La Mission des Nations Unies en République démocratique du Congo (MONUSCO) et le Bureau Conjoint des Nations Unies pour les Droits de l’Homme (BCNUDH) ont enregistré plus de 647 cas de tuéries des personnes civiles entre mai et décembre 2020. Ces actes sont attribués aux groupes armés opérant dans la province de l’Ituri.

Parmi les victimes, la Mission des Nations-Unies et le BCNUDH dénombrent 120 femmes et 115 enfants.

Face à la tragédie, la Monusco et le BCNUDH demande au Gouvernement congolais de multiplier des efforts pour faire cesser les violences dans les territoires de Djugu, Irumu et Mahagi dans la province de l’Ituri.

Dans un communiqué conjoint rendu public ce vendredi 15 janvier 2021, la Monusco et le BCNUDH déplorent ces tuéries perpétrées contre la population civile de la province de l’Ituri.

Toute la province de l’Ituri subit les affres des violences aux conséquences incalculables. Les attaques des miliciens se sont étendues dans les territoires de Djugu, Mahagi et d’Irumu. Et à la manœuvre se trouvent deux nouveaux groupes armés, les FPIC proches de la communauté Bira, et les FPAC/Zaïre proches de la communauté Hema.

Des combattants de divers groupes armés dont ceux réunis au sein de la Coopérative de Développement Economique du Congo (CODECO), les Forces patriotiques intégrationnistes du Congo (FPIC) et le Front populaire d’autodéfense
en Ituri (FPAC)/Zaïre, ont intensifié leurs attaques contre des civils dans la province de l’Ituri depuis le mois de mai.

Il y a lieu de noter que le groupe armé CODECO s’est davantage fragmenté en raison des opérations militaires et des conflits de leadership, et a continué de s’attaquer, souvent en coalition avec les combattants des FPIC, aux populations Hema et aux membres d’autres communautés, y compris de la communauté Lendu.

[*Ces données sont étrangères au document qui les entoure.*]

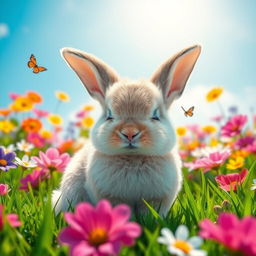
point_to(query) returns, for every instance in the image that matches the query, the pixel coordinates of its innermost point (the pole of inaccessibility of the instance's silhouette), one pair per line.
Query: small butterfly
(188, 112)
(32, 64)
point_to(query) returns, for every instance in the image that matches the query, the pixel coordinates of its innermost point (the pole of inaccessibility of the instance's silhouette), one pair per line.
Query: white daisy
(24, 146)
(8, 149)
(25, 162)
(253, 187)
(179, 244)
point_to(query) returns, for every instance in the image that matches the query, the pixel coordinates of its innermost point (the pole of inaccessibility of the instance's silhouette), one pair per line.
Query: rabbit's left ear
(173, 74)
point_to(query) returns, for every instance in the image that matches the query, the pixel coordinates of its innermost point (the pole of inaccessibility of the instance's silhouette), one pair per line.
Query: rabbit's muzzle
(129, 135)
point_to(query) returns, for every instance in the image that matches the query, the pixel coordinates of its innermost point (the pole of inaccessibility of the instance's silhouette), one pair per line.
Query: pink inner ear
(182, 70)
(85, 71)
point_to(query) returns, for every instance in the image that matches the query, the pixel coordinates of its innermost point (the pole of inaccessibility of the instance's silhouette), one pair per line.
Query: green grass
(38, 234)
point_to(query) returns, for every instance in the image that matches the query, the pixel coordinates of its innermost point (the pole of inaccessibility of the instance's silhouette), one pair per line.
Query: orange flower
(55, 119)
(5, 112)
(88, 122)
(193, 145)
(34, 97)
(31, 125)
(21, 104)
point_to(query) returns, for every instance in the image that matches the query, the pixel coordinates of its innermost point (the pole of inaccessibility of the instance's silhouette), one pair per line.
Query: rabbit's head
(134, 118)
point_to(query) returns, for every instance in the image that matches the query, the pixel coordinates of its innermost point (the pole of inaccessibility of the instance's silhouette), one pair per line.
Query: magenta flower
(33, 179)
(100, 230)
(14, 95)
(237, 235)
(36, 139)
(217, 119)
(243, 143)
(40, 113)
(52, 160)
(4, 189)
(232, 180)
(207, 163)
(6, 160)
(12, 218)
(234, 126)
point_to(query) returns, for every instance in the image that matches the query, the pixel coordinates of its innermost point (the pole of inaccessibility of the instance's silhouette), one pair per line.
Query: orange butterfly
(32, 64)
(188, 112)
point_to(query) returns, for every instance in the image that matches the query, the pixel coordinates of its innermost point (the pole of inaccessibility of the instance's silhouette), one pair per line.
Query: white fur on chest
(131, 177)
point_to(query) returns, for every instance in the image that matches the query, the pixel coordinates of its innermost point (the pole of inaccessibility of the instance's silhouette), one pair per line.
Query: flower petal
(195, 241)
(182, 233)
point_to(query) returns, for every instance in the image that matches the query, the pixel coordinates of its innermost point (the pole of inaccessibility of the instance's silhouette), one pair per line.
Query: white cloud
(4, 30)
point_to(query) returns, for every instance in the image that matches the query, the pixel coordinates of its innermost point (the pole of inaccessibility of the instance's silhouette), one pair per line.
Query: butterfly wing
(32, 61)
(36, 70)
(41, 69)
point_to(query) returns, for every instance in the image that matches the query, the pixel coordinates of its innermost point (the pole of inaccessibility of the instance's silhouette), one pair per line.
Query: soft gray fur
(132, 154)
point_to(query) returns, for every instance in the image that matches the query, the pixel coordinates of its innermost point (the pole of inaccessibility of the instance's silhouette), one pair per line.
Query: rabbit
(132, 154)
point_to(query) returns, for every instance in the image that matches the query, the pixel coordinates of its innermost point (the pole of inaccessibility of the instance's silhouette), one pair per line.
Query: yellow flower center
(183, 246)
(97, 236)
(3, 162)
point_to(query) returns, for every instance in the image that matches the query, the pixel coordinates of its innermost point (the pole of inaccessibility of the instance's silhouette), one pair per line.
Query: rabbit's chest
(131, 178)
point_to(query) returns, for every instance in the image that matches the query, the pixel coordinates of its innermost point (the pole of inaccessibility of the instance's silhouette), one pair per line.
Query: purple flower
(6, 160)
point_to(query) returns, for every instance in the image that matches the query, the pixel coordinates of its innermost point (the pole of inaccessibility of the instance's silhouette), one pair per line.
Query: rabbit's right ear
(94, 73)
(172, 75)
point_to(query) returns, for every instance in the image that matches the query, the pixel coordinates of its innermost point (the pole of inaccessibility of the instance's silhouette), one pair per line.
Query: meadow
(213, 214)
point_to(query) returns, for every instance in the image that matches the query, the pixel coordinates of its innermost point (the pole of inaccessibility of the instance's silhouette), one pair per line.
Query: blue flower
(6, 160)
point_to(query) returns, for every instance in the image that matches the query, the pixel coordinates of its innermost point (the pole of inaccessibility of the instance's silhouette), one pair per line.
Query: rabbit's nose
(130, 133)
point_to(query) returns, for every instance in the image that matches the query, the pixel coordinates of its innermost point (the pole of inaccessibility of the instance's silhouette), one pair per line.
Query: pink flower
(14, 95)
(33, 179)
(237, 235)
(232, 180)
(52, 160)
(36, 139)
(12, 218)
(100, 230)
(207, 163)
(4, 189)
(217, 119)
(40, 113)
(234, 126)
(243, 143)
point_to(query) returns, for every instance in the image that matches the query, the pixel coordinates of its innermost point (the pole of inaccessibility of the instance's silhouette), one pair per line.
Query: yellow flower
(46, 134)
(214, 94)
(239, 153)
(236, 163)
(21, 104)
(55, 119)
(209, 129)
(6, 126)
(181, 131)
(88, 107)
(62, 96)
(88, 122)
(193, 145)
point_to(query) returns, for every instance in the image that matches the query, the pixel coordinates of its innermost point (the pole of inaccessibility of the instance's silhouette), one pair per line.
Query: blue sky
(134, 37)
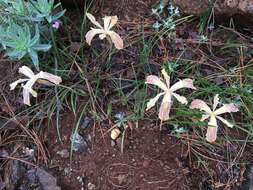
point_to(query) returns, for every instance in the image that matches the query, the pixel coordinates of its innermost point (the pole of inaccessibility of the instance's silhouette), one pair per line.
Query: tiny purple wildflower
(56, 24)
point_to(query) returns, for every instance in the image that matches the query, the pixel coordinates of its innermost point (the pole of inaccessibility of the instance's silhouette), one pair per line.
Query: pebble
(64, 153)
(91, 186)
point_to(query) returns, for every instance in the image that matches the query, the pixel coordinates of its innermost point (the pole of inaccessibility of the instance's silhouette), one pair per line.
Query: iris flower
(213, 114)
(168, 93)
(41, 77)
(103, 32)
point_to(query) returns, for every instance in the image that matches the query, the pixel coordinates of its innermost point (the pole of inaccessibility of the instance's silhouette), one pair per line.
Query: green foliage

De leur côté, les forces de sécurité et de défense de la République démocratique du Congo déployées pour combattre les groupes armés ont également commis, d’après l’ONU, des violations des droits de l’homme.

Cette situation, indique ce document, a aggravé la crise humanitaire dans la zone, avec plus de 1,6 millions de déplacés enregistrés à la fin novembre 2020.

Pour ce faire, avec l’appui de la Monusco, le Gouvernement congolais a continué à fournir des efforts pour sécuriser les populations, mettre fin aux conflits inter communautaires et garantir la stabilité de la région.

Ces efforts n’ont pas encore réussi à infléchir les violences de manière significative, lit-on dans le communiqué.

La Représentante spéciale du Secrétaire général des Nations Unies et Cheffe de la
Monusco, Madame Leila Zerrougui, a souligné l’importance de poursuivre ces efforts dans le strict respect des droits de l’homme et du droit international humanitaire.

«Enplus de la lutte contre l’impunité qui doit s’intensifier, la mise en place d’un programme crédible de démobilisation, désarmement, réintégration communautaire et stabilité, ainsi que l’adoption de politiques socioéconomiques pour un développement durable, sont essentielles pour que la province de l’Ituri puisse sortir de ce cycle de violences», a-t-elle soutenu.

Ainsi, la Mission onusienne formule des recommandations aux parties prenantes impliquées dans cette situation en l’ituri pour obtenir une solution durable à ce conflit meurtrier.

Pour la Mission onusienne, les réponses urgentes à la situation en Ituri passent, avant tout, par la restauration de l’autorité de l’Etat, la protection des civils, la justice transitionnelle et la lutte contre l’impunité.

Il s’agit en particulier d’encourager la poursuite des enquêtes judiciaires, arrêter et traduire devant les juridictions compétentes les auteurs des violations et atteintes aux droits de l’homme les plus graves et des violations du droit international humanitaire, harmoniser les mécanismes de résolution pacifique du conflit, et poursuivre les efforts de réconciliation entre les communautés.